Last week, our news website announced that its online readers will, as of April 1st, be limited to viewing just a few free articles per month. None of us is willing to cough up subscription fees, so, unless we can find a collective ‘home’ elsewhere, this is, sadly, the end.

I suppose what I am trying to nail down is that friendship without judgement is a worthy ideal, and I shall miss my geeky counterparts in their Venetian masks down at the online bowling alley. Amicitiae nostrae memoriam spero sempiternam fore.

Still, as the Dude might say: ‘Life goes on, man.’

Indeed it does. Long live the free-spirited – however they might present themselves to the world.
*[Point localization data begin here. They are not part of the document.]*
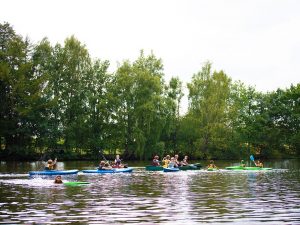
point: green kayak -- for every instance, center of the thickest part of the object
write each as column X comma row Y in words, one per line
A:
column 76, row 183
column 212, row 169
column 189, row 167
column 246, row 168
column 154, row 168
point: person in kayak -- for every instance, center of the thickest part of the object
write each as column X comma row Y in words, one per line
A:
column 155, row 161
column 104, row 166
column 184, row 161
column 118, row 163
column 212, row 165
column 101, row 165
column 172, row 163
column 259, row 164
column 242, row 164
column 166, row 161
column 58, row 180
column 50, row 165
column 176, row 160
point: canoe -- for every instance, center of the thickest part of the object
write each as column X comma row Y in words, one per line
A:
column 256, row 168
column 189, row 167
column 197, row 165
column 234, row 168
column 246, row 168
column 123, row 170
column 53, row 172
column 171, row 169
column 76, row 183
column 154, row 168
column 212, row 169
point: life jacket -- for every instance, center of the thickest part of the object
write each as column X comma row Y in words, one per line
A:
column 166, row 163
column 155, row 162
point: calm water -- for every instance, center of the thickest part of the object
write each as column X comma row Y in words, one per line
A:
column 141, row 197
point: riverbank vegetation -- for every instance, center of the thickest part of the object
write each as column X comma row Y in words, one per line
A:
column 56, row 99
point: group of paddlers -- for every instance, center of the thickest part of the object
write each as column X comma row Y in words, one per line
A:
column 170, row 162
column 117, row 163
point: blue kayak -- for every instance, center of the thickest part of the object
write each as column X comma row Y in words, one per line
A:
column 171, row 169
column 53, row 172
column 122, row 170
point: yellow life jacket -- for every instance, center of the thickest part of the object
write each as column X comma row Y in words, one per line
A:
column 166, row 163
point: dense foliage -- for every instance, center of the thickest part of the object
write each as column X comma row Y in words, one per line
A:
column 57, row 100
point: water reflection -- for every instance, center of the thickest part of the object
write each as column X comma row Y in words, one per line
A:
column 142, row 197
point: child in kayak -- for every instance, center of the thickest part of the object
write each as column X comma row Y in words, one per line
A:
column 166, row 161
column 118, row 162
column 242, row 164
column 101, row 165
column 176, row 160
column 212, row 165
column 58, row 180
column 172, row 163
column 155, row 161
column 104, row 166
column 259, row 164
column 50, row 165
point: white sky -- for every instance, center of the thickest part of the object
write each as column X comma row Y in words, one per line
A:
column 255, row 41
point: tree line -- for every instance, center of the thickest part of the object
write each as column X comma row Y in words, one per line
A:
column 57, row 99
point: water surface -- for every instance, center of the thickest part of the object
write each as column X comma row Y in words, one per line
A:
column 142, row 197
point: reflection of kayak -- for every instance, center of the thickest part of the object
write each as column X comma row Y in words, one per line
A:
column 154, row 168
column 197, row 164
column 123, row 170
column 256, row 168
column 53, row 172
column 171, row 169
column 246, row 168
column 77, row 183
column 189, row 167
column 212, row 169
column 234, row 168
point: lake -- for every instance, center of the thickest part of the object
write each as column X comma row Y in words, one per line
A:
column 145, row 197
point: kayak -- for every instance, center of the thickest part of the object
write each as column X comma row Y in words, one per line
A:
column 154, row 168
column 246, row 168
column 75, row 183
column 123, row 170
column 235, row 168
column 189, row 167
column 53, row 172
column 256, row 168
column 171, row 169
column 197, row 165
column 212, row 169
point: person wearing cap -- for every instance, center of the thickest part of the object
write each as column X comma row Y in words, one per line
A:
column 58, row 180
column 259, row 164
column 212, row 165
column 242, row 164
column 50, row 165
column 155, row 161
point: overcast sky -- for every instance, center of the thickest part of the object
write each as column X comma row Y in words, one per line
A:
column 255, row 41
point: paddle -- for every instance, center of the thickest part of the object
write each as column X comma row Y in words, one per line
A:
column 252, row 159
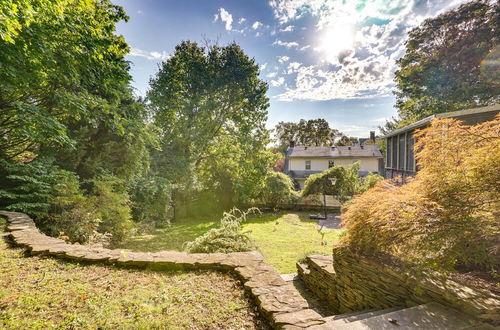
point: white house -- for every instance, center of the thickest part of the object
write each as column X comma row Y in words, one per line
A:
column 300, row 162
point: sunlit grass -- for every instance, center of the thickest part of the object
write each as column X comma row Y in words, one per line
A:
column 42, row 293
column 282, row 238
column 285, row 238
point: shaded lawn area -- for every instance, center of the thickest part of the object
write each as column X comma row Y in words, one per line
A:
column 38, row 292
column 283, row 238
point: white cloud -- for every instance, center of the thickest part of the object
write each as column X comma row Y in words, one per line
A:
column 283, row 59
column 286, row 44
column 257, row 25
column 225, row 17
column 278, row 82
column 356, row 44
column 289, row 28
column 154, row 55
column 293, row 67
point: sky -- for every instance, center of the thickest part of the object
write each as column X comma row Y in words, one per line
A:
column 331, row 59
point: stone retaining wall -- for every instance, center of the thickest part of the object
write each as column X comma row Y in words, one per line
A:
column 350, row 282
column 279, row 302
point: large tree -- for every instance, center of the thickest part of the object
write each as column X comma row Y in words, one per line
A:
column 451, row 62
column 312, row 132
column 60, row 61
column 207, row 101
column 72, row 136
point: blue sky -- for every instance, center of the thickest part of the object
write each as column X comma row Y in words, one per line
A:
column 331, row 59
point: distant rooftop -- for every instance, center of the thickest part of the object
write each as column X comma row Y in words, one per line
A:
column 488, row 111
column 370, row 150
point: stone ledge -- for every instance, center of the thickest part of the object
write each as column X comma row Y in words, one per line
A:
column 352, row 282
column 279, row 302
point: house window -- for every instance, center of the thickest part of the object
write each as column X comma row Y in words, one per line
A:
column 389, row 153
column 402, row 154
column 394, row 157
column 410, row 144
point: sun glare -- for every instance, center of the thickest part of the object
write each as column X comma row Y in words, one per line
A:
column 334, row 40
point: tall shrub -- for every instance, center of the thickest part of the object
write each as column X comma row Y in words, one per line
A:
column 448, row 214
column 278, row 189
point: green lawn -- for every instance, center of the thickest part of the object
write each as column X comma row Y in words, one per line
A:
column 282, row 238
column 285, row 238
column 42, row 293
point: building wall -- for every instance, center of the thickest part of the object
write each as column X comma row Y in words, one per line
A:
column 367, row 164
column 299, row 164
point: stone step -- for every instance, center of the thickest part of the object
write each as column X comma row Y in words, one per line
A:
column 428, row 316
column 341, row 319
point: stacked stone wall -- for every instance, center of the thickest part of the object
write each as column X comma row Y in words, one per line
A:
column 278, row 301
column 351, row 282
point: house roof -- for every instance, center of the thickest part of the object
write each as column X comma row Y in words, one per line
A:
column 479, row 114
column 371, row 150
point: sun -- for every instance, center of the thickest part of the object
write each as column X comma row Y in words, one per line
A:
column 335, row 39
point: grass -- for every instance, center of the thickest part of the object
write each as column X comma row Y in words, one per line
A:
column 169, row 238
column 38, row 292
column 282, row 238
column 285, row 238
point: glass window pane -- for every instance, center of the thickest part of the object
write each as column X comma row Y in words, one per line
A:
column 388, row 152
column 401, row 156
column 394, row 152
column 410, row 144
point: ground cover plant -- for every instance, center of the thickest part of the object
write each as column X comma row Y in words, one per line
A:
column 39, row 292
column 447, row 216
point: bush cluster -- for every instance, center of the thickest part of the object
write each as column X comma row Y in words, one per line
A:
column 227, row 237
column 278, row 190
column 447, row 216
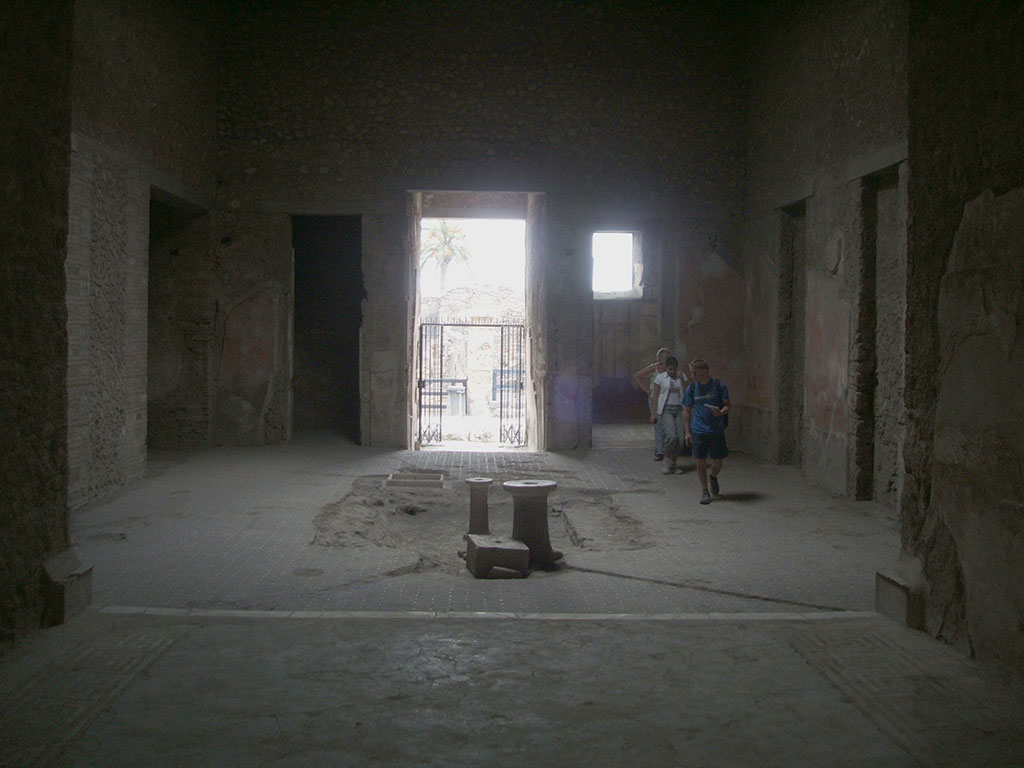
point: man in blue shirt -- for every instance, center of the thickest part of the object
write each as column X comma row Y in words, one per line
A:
column 706, row 406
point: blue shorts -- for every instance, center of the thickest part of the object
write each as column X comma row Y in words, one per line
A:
column 710, row 445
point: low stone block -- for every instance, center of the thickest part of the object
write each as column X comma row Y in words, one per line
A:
column 67, row 588
column 484, row 552
column 899, row 599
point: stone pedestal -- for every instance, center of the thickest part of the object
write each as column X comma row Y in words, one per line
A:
column 529, row 518
column 478, row 522
column 487, row 554
column 67, row 588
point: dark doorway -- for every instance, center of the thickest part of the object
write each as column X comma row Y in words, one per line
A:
column 329, row 293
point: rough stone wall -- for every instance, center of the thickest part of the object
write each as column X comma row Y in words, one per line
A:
column 827, row 108
column 107, row 269
column 332, row 108
column 143, row 109
column 597, row 97
column 962, row 511
column 251, row 359
column 35, row 148
column 389, row 237
column 144, row 83
column 629, row 332
column 328, row 300
column 181, row 308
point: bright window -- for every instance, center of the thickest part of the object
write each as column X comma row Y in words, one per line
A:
column 617, row 265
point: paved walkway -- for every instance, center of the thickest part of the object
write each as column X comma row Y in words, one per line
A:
column 278, row 606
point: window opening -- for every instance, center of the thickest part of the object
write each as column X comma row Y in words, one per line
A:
column 617, row 265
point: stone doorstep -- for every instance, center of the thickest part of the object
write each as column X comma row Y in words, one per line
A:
column 898, row 599
column 415, row 479
column 484, row 553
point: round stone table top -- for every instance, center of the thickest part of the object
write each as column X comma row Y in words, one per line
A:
column 529, row 488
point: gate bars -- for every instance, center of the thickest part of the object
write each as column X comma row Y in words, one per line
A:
column 448, row 391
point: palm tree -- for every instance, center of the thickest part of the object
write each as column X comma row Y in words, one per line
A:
column 444, row 243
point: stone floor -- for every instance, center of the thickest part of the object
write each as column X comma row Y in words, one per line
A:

P.S. Having just completed this article, I have realized that perhaps it lacks a little coherence and symmetry. The themes need to be tied together more neatly. OK, how about this: one of the most original and free-spirited European architects of all time was the Catalan genius Antoni Gaudí (1852-1926). He died after being hit by a tram on Barcelona’s Gran Via. It is now widely believed that his life could have been saved. On admittance to the Santa Creu Hospital, he was seen to be dressed shabbily and without ID papers. No emergency treatment was afforded to him. The reason: those in authority thought he was a tramp. It happens to the best of us. Will that do?